Q.S.P. Monday May 30 - 1796

Lloyd says the loss by fruitless loading and then unloading of the Sawing apparatus will amount to not less than £10. The man talked of sailing as tomorrow (Tuesday) but Lloyd has scarce any expectation that he will be ready [in] time enough for that day, and at any rate he has promised, and it is necessary for him to call and see Lloyd before he sails. That opportunity will therefore be taken to stop the machinery according to your order. But now that you see how expensive it will be, we desire to have your peremptory orders by return of post; not waiting for your return. If the Machinery is to go to Portsmouth, there can be no use in stopping it: since the Vessel is sure to stop at Portsmouth. But I suspect you have in contemplation the employing it in your Dock-manufactory in the plague-manufacturing Marsh: if so, and there should be any means of paying for it, it would certainly be a great blessing to have it there. Indeed why should his Majesty not pay us for it? (God bless him!) He could have it put up in the land of mortality as soon as any where else, and I should scorn to charge him rent for the spot it was set up upon; and if he grew tired of it two or three years hence, Puss and I would buy it of him. You might transfer hither your whole strength from Redbridge, Boys and other Apprentices, to Contagion-town and they and the Felons might rot together.

I shall probably send you this letter separate from the Indres2 though they go by the Mail Coach likewise: for this going by the pg 213Post like other letters will be sure of being delivered, which it is necessary it should be that I may have your definitive answer about stopping the Sawing-Rattle-traps: whereas the Indres going in the form of a parcel may be delivered or not as God pleases.
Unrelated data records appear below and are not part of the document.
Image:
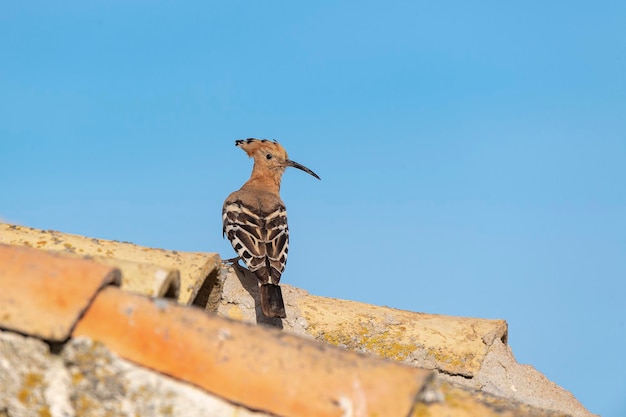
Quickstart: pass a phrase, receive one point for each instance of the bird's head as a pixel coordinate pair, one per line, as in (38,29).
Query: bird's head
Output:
(269,155)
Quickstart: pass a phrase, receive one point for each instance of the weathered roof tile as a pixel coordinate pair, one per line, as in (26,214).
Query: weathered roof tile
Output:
(147,270)
(259,367)
(43,294)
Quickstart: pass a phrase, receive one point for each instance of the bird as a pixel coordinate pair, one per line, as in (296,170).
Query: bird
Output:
(254,220)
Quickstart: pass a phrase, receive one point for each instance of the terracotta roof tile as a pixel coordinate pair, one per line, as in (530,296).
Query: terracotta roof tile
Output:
(259,367)
(43,294)
(146,270)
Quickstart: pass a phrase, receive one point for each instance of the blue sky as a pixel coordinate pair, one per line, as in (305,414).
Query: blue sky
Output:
(472,155)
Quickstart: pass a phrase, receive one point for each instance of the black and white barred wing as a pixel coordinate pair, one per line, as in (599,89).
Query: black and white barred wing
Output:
(260,239)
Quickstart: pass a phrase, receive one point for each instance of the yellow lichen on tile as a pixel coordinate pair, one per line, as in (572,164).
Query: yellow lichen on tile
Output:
(455,345)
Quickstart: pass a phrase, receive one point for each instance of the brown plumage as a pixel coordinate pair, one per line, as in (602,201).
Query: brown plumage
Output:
(255,220)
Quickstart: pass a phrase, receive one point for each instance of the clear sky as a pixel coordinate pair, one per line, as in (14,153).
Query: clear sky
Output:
(472,154)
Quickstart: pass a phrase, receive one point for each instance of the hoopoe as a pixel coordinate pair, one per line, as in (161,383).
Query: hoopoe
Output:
(255,220)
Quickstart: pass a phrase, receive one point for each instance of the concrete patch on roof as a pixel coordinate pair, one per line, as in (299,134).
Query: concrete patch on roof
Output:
(44,294)
(142,268)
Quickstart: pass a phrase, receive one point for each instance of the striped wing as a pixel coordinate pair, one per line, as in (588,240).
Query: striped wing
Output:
(260,237)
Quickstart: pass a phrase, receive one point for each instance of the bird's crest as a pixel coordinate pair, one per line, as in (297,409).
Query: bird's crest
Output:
(256,147)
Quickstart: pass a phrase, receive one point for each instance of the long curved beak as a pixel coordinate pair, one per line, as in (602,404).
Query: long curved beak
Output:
(294,164)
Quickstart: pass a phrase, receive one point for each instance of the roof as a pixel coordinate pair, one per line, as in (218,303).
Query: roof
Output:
(190,317)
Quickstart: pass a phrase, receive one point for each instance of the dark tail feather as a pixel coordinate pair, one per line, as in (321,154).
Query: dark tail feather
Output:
(272,301)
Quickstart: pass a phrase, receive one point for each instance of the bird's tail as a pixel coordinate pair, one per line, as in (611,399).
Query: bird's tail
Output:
(272,304)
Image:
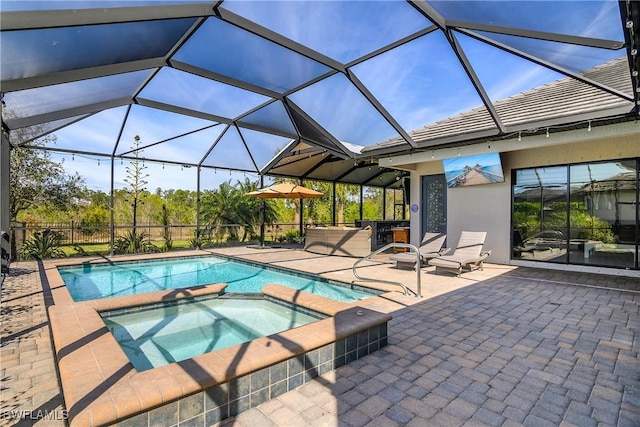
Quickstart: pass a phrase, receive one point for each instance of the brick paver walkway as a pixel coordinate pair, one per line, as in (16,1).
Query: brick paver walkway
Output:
(29,393)
(527,347)
(510,351)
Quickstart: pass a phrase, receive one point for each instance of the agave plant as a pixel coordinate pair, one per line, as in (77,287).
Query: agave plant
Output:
(42,245)
(133,243)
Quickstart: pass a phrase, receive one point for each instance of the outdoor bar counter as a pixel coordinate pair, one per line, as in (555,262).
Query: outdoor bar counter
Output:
(342,241)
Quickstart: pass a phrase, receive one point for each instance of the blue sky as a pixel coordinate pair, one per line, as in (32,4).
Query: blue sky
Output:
(418,83)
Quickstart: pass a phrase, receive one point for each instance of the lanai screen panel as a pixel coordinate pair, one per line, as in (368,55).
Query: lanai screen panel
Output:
(375,74)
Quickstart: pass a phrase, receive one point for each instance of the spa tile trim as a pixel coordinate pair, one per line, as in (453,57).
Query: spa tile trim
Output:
(101,386)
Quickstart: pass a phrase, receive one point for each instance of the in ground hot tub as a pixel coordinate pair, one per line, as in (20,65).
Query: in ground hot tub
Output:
(157,336)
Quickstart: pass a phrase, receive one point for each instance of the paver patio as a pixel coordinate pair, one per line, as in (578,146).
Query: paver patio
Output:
(503,346)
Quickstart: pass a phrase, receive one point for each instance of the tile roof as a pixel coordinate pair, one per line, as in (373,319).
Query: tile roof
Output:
(543,106)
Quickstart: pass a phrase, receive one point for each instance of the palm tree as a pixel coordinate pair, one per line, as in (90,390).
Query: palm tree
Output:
(248,208)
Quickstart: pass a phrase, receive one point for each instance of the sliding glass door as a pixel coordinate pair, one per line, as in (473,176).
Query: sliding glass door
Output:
(583,214)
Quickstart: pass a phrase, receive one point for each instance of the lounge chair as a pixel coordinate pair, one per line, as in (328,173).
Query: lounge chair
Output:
(430,247)
(468,254)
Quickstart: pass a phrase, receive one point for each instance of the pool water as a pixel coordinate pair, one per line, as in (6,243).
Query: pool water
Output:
(163,335)
(94,281)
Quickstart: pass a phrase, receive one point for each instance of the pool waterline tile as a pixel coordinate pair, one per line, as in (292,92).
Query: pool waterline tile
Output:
(206,269)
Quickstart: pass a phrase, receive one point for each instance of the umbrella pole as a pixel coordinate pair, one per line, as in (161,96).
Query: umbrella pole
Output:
(262,202)
(262,207)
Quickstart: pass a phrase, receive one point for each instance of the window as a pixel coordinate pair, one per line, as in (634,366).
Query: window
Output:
(584,214)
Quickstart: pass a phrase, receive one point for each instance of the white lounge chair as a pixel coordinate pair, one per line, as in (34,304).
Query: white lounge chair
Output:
(467,255)
(430,247)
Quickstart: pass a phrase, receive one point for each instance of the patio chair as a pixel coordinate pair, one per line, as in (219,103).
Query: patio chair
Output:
(467,255)
(430,247)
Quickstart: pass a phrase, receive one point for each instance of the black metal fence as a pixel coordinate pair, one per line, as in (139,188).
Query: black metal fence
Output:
(74,234)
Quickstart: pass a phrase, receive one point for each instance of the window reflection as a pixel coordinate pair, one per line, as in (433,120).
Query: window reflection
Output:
(590,219)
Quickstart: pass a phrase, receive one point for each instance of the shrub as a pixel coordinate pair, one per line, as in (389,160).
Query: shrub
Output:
(43,245)
(133,243)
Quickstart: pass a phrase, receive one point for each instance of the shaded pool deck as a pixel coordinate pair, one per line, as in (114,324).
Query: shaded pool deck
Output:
(504,346)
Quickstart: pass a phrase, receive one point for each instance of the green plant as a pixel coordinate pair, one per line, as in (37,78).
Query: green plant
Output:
(293,236)
(134,242)
(43,245)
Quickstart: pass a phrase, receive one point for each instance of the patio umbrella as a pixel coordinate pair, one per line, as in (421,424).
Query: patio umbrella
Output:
(285,190)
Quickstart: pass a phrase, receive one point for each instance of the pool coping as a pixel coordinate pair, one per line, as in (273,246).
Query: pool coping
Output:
(101,386)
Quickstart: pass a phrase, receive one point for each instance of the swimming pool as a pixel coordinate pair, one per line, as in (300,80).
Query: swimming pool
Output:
(174,332)
(93,281)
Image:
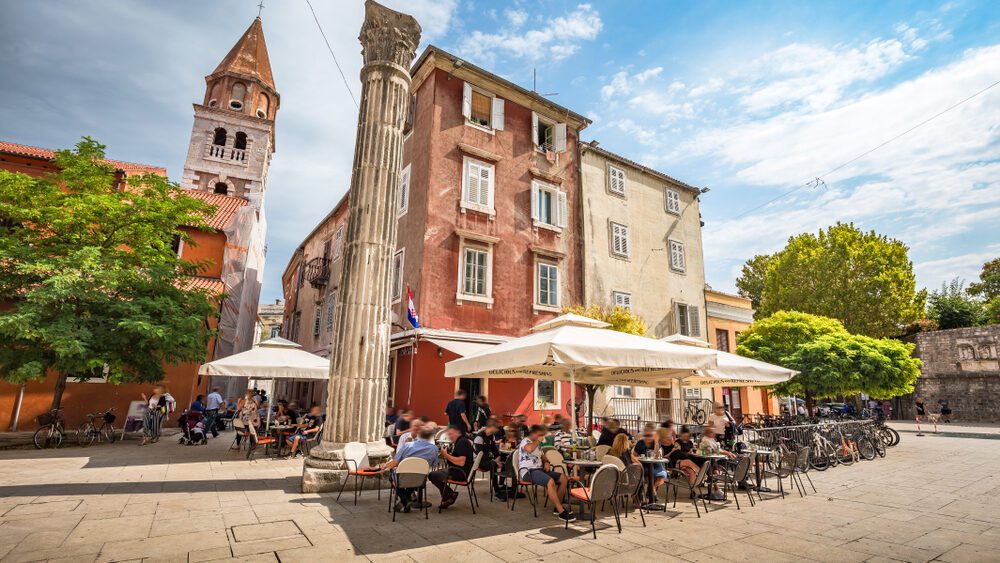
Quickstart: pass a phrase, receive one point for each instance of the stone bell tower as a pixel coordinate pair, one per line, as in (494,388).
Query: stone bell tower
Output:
(233,135)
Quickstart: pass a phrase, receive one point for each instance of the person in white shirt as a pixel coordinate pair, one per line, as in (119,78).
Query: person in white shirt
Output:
(213,403)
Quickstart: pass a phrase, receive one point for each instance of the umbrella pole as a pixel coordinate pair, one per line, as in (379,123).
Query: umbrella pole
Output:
(572,399)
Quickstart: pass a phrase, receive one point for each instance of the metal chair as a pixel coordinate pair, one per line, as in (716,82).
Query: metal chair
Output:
(631,483)
(469,482)
(356,459)
(732,480)
(679,478)
(802,467)
(411,473)
(616,461)
(603,486)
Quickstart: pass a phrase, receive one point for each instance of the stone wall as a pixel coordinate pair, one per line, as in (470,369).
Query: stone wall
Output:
(960,366)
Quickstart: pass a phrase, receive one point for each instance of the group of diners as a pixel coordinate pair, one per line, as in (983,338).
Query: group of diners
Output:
(451,452)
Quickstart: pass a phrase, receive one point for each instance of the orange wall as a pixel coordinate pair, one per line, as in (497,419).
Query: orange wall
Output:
(431,390)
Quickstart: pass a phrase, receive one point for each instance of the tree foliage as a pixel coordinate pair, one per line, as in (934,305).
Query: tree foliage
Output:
(93,283)
(621,320)
(953,307)
(832,362)
(863,279)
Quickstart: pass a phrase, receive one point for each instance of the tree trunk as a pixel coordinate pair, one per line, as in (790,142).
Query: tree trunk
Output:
(57,392)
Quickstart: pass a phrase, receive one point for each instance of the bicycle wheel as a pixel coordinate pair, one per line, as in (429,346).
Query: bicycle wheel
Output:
(700,417)
(866,448)
(86,434)
(108,432)
(47,436)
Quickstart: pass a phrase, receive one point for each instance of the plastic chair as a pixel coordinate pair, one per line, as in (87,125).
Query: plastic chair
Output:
(411,473)
(603,486)
(469,482)
(356,459)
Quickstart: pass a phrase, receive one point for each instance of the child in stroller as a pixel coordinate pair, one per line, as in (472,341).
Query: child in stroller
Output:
(193,425)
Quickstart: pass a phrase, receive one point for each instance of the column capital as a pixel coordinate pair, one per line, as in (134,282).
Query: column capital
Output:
(388,36)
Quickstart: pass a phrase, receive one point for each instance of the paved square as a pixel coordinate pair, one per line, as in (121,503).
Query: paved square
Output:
(931,498)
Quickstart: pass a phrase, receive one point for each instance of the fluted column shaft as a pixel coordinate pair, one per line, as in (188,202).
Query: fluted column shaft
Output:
(360,352)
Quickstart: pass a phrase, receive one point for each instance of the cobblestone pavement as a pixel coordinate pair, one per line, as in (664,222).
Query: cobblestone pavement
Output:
(932,498)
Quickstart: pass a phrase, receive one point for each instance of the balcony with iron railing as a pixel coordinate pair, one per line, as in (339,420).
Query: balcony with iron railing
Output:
(318,271)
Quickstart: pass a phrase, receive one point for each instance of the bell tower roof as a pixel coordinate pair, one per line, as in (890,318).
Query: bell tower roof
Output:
(248,57)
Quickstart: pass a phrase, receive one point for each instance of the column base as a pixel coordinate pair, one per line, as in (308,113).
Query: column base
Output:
(325,469)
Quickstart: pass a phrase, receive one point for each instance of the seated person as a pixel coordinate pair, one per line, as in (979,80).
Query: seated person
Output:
(415,427)
(310,426)
(460,455)
(622,449)
(612,428)
(422,447)
(534,468)
(564,439)
(486,441)
(677,458)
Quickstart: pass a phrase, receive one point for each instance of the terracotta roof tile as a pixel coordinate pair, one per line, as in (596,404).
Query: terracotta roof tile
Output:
(214,286)
(130,168)
(225,207)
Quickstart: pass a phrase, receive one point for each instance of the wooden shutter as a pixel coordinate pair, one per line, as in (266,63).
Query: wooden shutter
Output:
(535,199)
(467,100)
(694,321)
(559,138)
(534,129)
(498,114)
(562,210)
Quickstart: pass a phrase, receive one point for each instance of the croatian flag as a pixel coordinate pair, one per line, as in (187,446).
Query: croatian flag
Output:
(411,311)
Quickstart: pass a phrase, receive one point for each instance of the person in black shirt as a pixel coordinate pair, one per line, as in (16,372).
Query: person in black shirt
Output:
(402,425)
(611,429)
(483,413)
(456,410)
(460,455)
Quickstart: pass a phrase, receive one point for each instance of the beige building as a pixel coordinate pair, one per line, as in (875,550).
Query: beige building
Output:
(643,248)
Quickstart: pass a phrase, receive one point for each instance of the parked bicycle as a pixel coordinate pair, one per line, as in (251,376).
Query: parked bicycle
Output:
(51,433)
(98,428)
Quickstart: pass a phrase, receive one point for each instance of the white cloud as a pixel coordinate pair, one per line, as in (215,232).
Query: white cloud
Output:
(557,39)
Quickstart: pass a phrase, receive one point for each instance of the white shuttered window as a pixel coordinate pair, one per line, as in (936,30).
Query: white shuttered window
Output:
(677,256)
(619,240)
(477,185)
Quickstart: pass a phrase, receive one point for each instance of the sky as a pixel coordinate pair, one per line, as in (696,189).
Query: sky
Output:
(749,99)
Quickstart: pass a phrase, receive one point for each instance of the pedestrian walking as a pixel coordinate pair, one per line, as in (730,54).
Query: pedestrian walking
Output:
(213,404)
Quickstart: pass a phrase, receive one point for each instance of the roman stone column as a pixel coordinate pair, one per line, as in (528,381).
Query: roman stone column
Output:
(359,361)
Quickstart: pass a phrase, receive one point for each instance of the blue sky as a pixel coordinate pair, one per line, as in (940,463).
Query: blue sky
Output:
(750,99)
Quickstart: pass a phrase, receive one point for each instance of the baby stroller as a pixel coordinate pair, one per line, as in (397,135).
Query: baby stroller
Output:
(193,425)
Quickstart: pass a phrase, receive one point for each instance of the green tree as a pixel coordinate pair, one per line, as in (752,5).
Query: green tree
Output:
(953,307)
(93,282)
(620,319)
(832,362)
(750,284)
(863,279)
(988,288)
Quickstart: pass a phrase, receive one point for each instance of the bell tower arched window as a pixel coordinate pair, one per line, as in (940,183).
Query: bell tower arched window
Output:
(239,92)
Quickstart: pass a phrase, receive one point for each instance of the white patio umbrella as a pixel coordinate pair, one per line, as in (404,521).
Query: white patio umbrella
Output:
(732,370)
(272,359)
(579,350)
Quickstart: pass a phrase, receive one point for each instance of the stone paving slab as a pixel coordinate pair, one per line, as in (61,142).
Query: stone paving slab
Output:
(928,500)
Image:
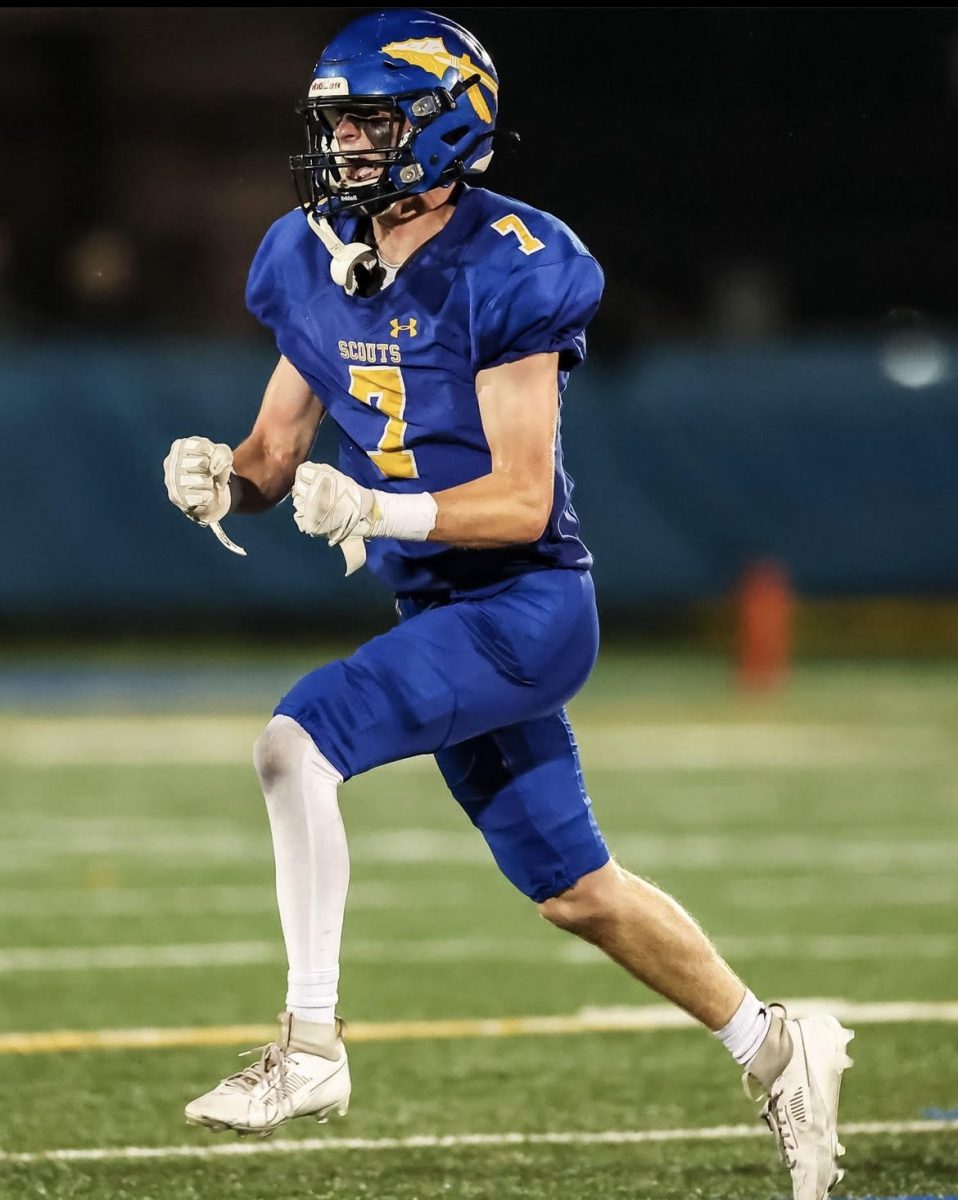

Just now comes another Bill drawn by Poore in favour of David Thomas3 for £180-13-0 due June 23d days, 30 after date from 21 May.

A Letter from Mrs Lindgren is with the Indres 10 pr. price 15s a pair.4 Observe that some of them have the clause against Matrimony and Fornication—others not. They were bought at 5 different shops.

The high wind which is not quite over has blown down several of the Trees in the Park.5 The Garden Trees etc. have been sadly tormented and despoiled of several little branches—I hope nothing worse.

Notes Settings


Editor’s Note
1137. 1 B.L. VI: 189–90. Autograph. Addressed: 'To Genl. Bentham, / Redbridge, / near Southampton.'
Editor’s Note
2 The abbreviation would seem to be for the word 'Indentures', noted later in the letter as costing 15 shillings a pair for ten pairs, some containing 'the clause against Matrimony and Fornication'. Perhaps the indenture forms were for use in binding the apprentices mentioned in the previous paragraph.
Editor’s Note
3 Presumably another creditor.
Editor’s Note
4 See note 2.
Editor’s Note
5 St James's Park, to which Queen's Square Place was adjacent.